The reason you are getting only one permutation is because there's no permutation lexicographically greater that the current state of array: [2, 2, 1]. See the documentation of std::permutation:
Transforms the range [first, last) into the next permutation from the
  set of all permutations that are lexicographically ordered with
  respect to operator< or comp.

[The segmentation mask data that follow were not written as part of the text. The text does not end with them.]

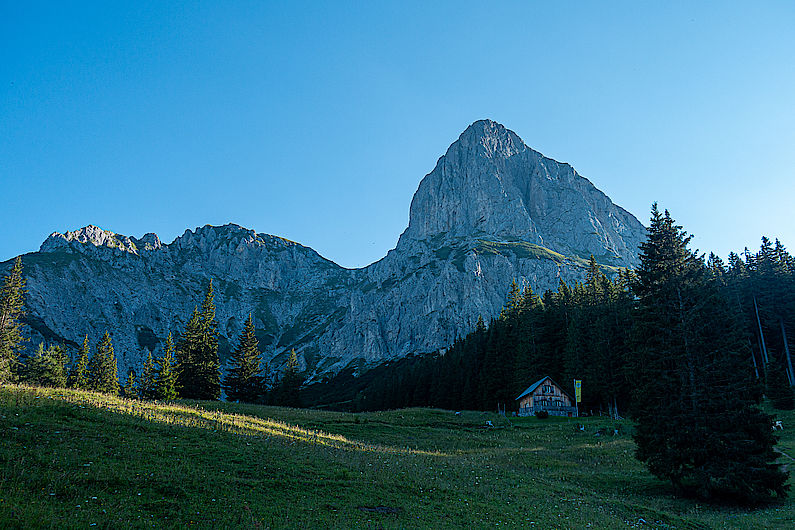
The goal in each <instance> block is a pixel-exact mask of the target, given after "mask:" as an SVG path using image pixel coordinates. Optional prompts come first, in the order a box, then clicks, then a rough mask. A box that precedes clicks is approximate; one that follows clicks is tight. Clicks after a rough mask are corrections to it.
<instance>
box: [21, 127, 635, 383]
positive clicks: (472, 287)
mask: <svg viewBox="0 0 795 530" xmlns="http://www.w3.org/2000/svg"><path fill="white" fill-rule="evenodd" d="M644 234H645V231H644V228H643V226H642V225H641V224H640V222H638V220H637V219H636V218H635V217H633V216H632V215H631V214H629V213H628V212H626V211H625V210H623V209H621V208H620V207H618V206H616V205H614V204H613V203H612V202H611V201H610V199H609V198H608V197H607V196H606V195H604V194H603V193H602V192H600V191H599V190H598V189H596V188H595V187H594V186H593V185H592V184H591V183H590V182H589V181H588V180H586V179H584V178H583V177H581V176H579V175H578V174H577V172H576V171H574V169H573V168H572V167H571V166H569V165H568V164H562V163H559V162H556V161H554V160H551V159H549V158H546V157H544V156H542V155H541V154H540V153H537V152H535V151H533V150H532V149H530V148H529V147H527V146H526V145H525V144H524V142H522V140H521V139H520V138H519V137H518V136H517V135H516V134H514V133H513V132H512V131H509V130H508V129H506V128H504V127H503V126H502V125H500V124H497V123H494V122H492V121H488V120H483V121H478V122H475V123H474V124H472V125H471V126H470V127H469V128H467V130H466V131H464V133H463V134H462V135H461V136H460V137H459V139H458V140H457V141H456V142H454V143H453V144H452V145H451V146H450V148H449V149H448V150H447V153H445V155H444V156H442V157H441V158H440V159H439V161H438V162H437V164H436V167H435V168H434V170H433V171H432V172H431V173H429V174H428V175H427V176H426V177H425V178H424V179H423V180H422V182H421V183H420V186H419V189H418V190H417V193H416V194H415V195H414V199H413V200H412V203H411V212H410V220H409V226H408V228H407V229H406V231H405V232H404V233H403V234H402V235H401V236H400V239H399V241H398V244H397V246H396V248H395V249H394V250H391V251H390V252H389V253H388V254H387V256H386V257H384V258H383V259H381V260H380V261H378V262H376V263H373V264H372V265H370V266H368V267H365V268H362V269H354V270H351V269H344V268H342V267H340V266H338V265H336V264H335V263H333V262H331V261H329V260H326V259H324V258H323V257H322V256H320V255H318V254H317V253H316V252H315V251H313V250H312V249H310V248H307V247H304V246H302V245H299V244H298V243H294V242H292V241H288V240H285V239H282V238H279V237H276V236H271V235H267V234H258V233H255V232H254V231H253V230H247V229H244V228H241V227H239V226H236V225H226V226H219V227H216V226H205V227H202V228H197V229H196V230H194V231H190V230H188V231H186V232H185V233H184V234H183V235H182V236H180V237H178V238H177V239H175V240H174V241H173V242H172V243H170V244H162V243H161V242H160V240H159V239H158V237H157V236H156V235H155V234H146V235H145V236H143V237H142V238H140V239H136V238H133V237H128V236H121V235H118V234H114V233H112V232H108V231H105V230H102V229H100V228H97V227H94V226H88V227H85V228H83V229H81V230H78V231H75V232H67V233H66V234H59V233H54V234H52V235H51V236H50V237H49V238H48V239H47V240H46V241H45V242H44V243H43V244H42V246H41V249H40V251H39V252H35V253H31V254H27V255H25V256H23V263H24V265H25V275H26V277H27V281H28V291H29V294H28V300H27V304H28V308H29V317H28V324H29V326H30V328H31V335H32V338H33V340H32V341H31V343H36V342H39V341H41V340H48V341H61V342H65V343H67V344H74V345H76V344H77V343H79V342H80V341H81V340H82V337H83V335H85V334H86V333H88V334H89V336H90V337H91V339H92V340H96V339H97V338H98V337H99V336H100V335H101V334H102V333H104V331H105V330H109V331H111V332H112V334H113V339H114V344H115V347H116V352H117V356H118V357H119V372H120V374H121V375H123V374H124V373H126V371H127V369H128V368H131V367H138V366H139V365H140V363H141V362H142V358H143V357H144V355H145V354H146V351H147V350H155V351H157V350H158V348H159V345H160V344H161V343H162V341H163V340H164V339H165V337H166V335H167V334H168V333H169V332H172V333H179V331H180V330H182V329H183V327H184V324H185V322H186V319H187V318H188V316H189V315H190V312H191V310H192V309H193V307H194V306H195V305H197V304H199V303H200V302H201V299H202V296H203V292H204V289H205V288H206V285H207V283H208V281H209V279H210V278H212V279H213V281H214V285H215V287H216V306H217V317H218V321H219V324H220V325H219V330H220V332H221V334H222V337H221V341H220V342H221V353H222V358H225V357H226V356H227V354H228V351H229V349H230V347H232V345H233V343H234V342H235V340H236V337H237V335H238V334H239V332H240V330H241V328H242V325H243V322H244V320H245V318H246V316H247V315H248V314H249V313H252V314H253V316H254V319H255V325H256V327H257V333H258V336H259V339H260V346H261V348H262V349H263V350H264V354H265V357H266V358H267V359H271V360H272V362H273V364H274V365H276V366H278V365H280V364H281V362H283V360H284V358H285V354H286V352H287V351H289V349H290V348H295V349H296V350H297V351H298V352H299V353H300V359H301V362H302V368H303V369H304V370H306V371H307V375H309V376H311V377H313V378H318V377H320V376H322V375H323V374H325V373H328V372H334V371H337V370H339V369H341V368H343V367H345V366H347V365H349V364H351V363H358V365H359V366H361V367H364V366H372V365H375V364H378V363H380V362H383V361H386V360H389V359H394V358H398V357H402V356H405V355H408V354H411V353H426V352H431V351H435V350H438V349H439V348H443V347H445V346H446V345H448V344H449V343H450V342H451V341H452V340H454V339H455V338H456V337H457V336H462V335H464V334H466V333H467V332H468V331H469V330H470V329H471V328H472V327H473V326H474V324H475V322H476V321H477V319H478V316H481V315H482V316H483V317H484V318H486V319H488V318H489V317H491V316H494V315H496V314H497V313H499V311H500V309H501V307H502V305H503V303H504V301H505V294H506V291H507V288H508V286H509V285H510V283H511V281H512V280H513V279H517V280H518V281H519V282H527V283H529V284H530V285H532V287H533V288H534V289H535V290H536V291H543V290H546V289H548V288H554V287H555V286H556V285H557V282H558V279H559V278H562V279H564V280H571V279H579V278H582V276H583V273H584V265H585V261H586V260H587V258H588V257H589V256H590V255H591V254H593V255H594V256H596V258H597V260H598V261H600V263H603V264H605V265H607V266H633V265H635V264H636V263H637V259H638V258H637V253H638V248H637V247H638V244H639V243H640V242H641V240H642V239H643V237H644Z"/></svg>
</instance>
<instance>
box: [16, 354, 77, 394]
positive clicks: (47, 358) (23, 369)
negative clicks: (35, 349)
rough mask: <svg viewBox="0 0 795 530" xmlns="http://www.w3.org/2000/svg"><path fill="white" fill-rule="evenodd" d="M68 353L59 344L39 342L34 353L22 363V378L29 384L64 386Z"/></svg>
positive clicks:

Returns true if such permutation exists,
  otherwise transforms the range into the first permutation (as if by
  std::sort(first, last)) and returns false.

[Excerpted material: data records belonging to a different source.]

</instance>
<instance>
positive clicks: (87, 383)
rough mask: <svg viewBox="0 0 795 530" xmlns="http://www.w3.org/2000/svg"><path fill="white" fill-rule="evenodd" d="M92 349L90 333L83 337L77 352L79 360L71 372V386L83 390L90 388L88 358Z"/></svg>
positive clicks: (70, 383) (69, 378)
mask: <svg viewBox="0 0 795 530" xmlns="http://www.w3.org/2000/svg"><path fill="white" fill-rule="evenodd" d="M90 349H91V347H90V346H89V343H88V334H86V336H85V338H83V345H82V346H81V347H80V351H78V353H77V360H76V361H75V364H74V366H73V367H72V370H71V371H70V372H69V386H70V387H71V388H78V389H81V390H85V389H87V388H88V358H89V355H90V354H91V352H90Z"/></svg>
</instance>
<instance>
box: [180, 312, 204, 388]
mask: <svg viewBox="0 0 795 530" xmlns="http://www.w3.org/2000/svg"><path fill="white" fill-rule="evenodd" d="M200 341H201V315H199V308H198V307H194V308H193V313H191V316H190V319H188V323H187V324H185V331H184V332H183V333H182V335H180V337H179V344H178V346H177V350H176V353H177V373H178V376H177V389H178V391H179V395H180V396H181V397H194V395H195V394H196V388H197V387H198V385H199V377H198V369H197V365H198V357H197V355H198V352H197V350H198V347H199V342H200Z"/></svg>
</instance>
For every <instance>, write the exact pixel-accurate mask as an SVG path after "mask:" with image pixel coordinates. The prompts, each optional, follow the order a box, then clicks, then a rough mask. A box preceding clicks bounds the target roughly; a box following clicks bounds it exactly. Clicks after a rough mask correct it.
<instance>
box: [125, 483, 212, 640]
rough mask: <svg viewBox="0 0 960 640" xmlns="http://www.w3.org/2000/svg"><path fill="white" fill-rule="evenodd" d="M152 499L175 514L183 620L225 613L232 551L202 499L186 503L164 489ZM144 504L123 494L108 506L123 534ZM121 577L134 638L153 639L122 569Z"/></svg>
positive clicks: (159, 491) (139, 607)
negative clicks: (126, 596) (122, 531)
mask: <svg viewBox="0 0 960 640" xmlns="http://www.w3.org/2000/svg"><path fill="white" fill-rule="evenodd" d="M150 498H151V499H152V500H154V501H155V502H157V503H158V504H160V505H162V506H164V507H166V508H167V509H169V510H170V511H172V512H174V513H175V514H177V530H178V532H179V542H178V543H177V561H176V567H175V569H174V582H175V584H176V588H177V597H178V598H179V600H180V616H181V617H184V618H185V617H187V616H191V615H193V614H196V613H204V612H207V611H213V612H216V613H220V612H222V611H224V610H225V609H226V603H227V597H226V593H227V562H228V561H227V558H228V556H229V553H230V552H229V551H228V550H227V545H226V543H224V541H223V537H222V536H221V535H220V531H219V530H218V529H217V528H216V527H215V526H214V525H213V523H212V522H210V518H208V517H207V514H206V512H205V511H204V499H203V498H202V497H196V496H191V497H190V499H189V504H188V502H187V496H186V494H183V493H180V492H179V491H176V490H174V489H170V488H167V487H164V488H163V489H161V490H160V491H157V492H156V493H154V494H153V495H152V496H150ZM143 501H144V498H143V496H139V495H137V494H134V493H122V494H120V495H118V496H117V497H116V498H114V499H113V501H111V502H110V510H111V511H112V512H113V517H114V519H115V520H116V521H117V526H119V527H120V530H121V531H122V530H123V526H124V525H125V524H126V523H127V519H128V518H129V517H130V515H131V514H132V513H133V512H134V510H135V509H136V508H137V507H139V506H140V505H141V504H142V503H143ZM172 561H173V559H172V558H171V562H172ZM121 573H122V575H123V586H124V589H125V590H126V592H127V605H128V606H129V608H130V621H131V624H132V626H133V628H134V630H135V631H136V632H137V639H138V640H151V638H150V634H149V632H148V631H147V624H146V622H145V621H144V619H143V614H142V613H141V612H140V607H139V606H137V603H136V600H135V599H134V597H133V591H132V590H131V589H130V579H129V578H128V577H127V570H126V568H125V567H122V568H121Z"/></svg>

Consider using std::vector instead of C-array and sorting it before calculating all the permutations:
#include <string>
#include <iostream>
#include <vector>
#include <algorithm>
int main() {
    std::string s = "bba";
    const int ss = s.size();
    std::vector<int> ar;
    ar.reserve(ss);
    constexpr int offset = 'a' - 1;
    for(int i=0; i<ss; i++) {
        int tmp = int(s[i]) - offset;
        ar.push_back(tmp);
    }  
    std::sort(ar.begin(), ar.end());
    do {
        for(auto i: ar) std::cout << i;
        std::cout << '\n';
    } while(std::next_permutation(ar.begin(), ar.end()));
    return 0;
}
This outputs:
122
212
221
Live example
Update: as it was pointed out by @Someprogrammerdude, please see: Why should I not #include <bits/stdc++.h>
Update 2: as it was pointed out by @Jarod42 consider using 'a' - 1 instead of magic-constant 96.